The initiative has strong backing from Gov. Ted Kulongoski, who has made expansion of the state drug pool a priority, said Anna Richter Taylor, his spokeswoman.

The Pharmaceutical Research and Manufacturers of America remains neutral on the initiative while it studies it, but the group supports policies to increase affordable medicine, said Julie Corcoran, deputy vice president of government affairs.

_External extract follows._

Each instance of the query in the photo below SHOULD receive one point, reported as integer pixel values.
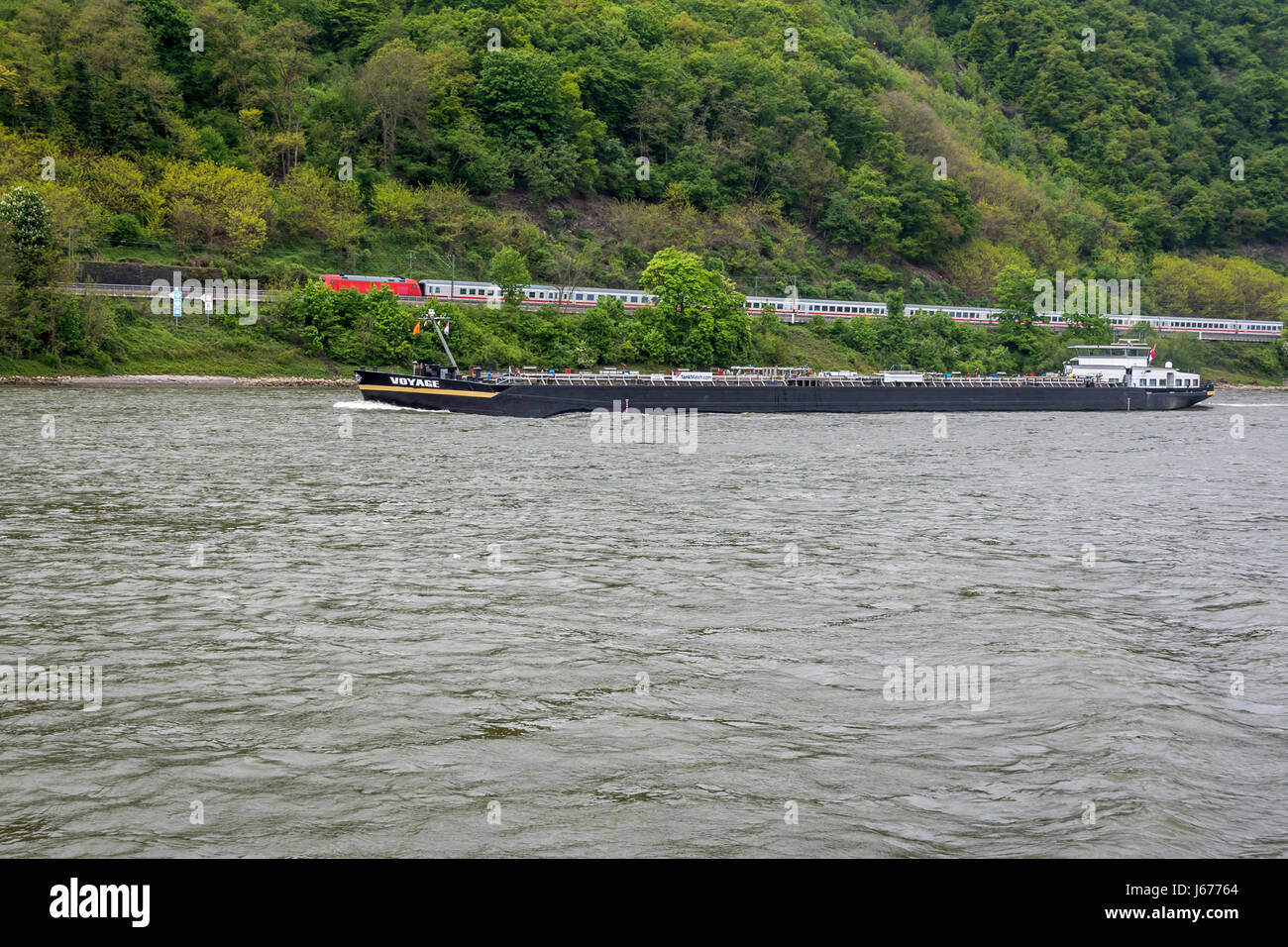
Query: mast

The OSPIRG study shows that the U.S. Department of Veterans Affairs negotiates prices with drug companies that are dramatically lower than what uninsured Oregonians pay. An uninsured Portland resident, for example, pays 178 percent more than the federal government for Synthroid.

"Rigged comparisons"

The pharmaceutical group said the drug survey findings in Oregon and elsewhere used "rigged comparisons" between the market-based retail prices that people without insurance pay to the government-controlled prices available to the Veterans Administration.

The group said it sponsors the Partnership for Prescription Assistance that has helped 2.5 million low-income, uninsured people nationwide, and 32,992 in Oregon, get free or low-cost drugs.

U.S. consumers spent $252 billion on prescription drugs in 2005, more than six times what they spent in 1990. That accounts for 14 percent of health care spending, said Healey of Oregonians for Health Security.

In today's report, the Oregon public interest group recommended policies to increase support to the Food and Drug Administration to reduce a backlog of generic drug applications, expand Oregon's drug-buying pool and limit drug makers' marketing tactics, which sometimes push pills that are no more effective than cheaper and older medicines.

"When consumers go it alone at the pharmacy," said Etherton of OSPIRG, "they pay the price."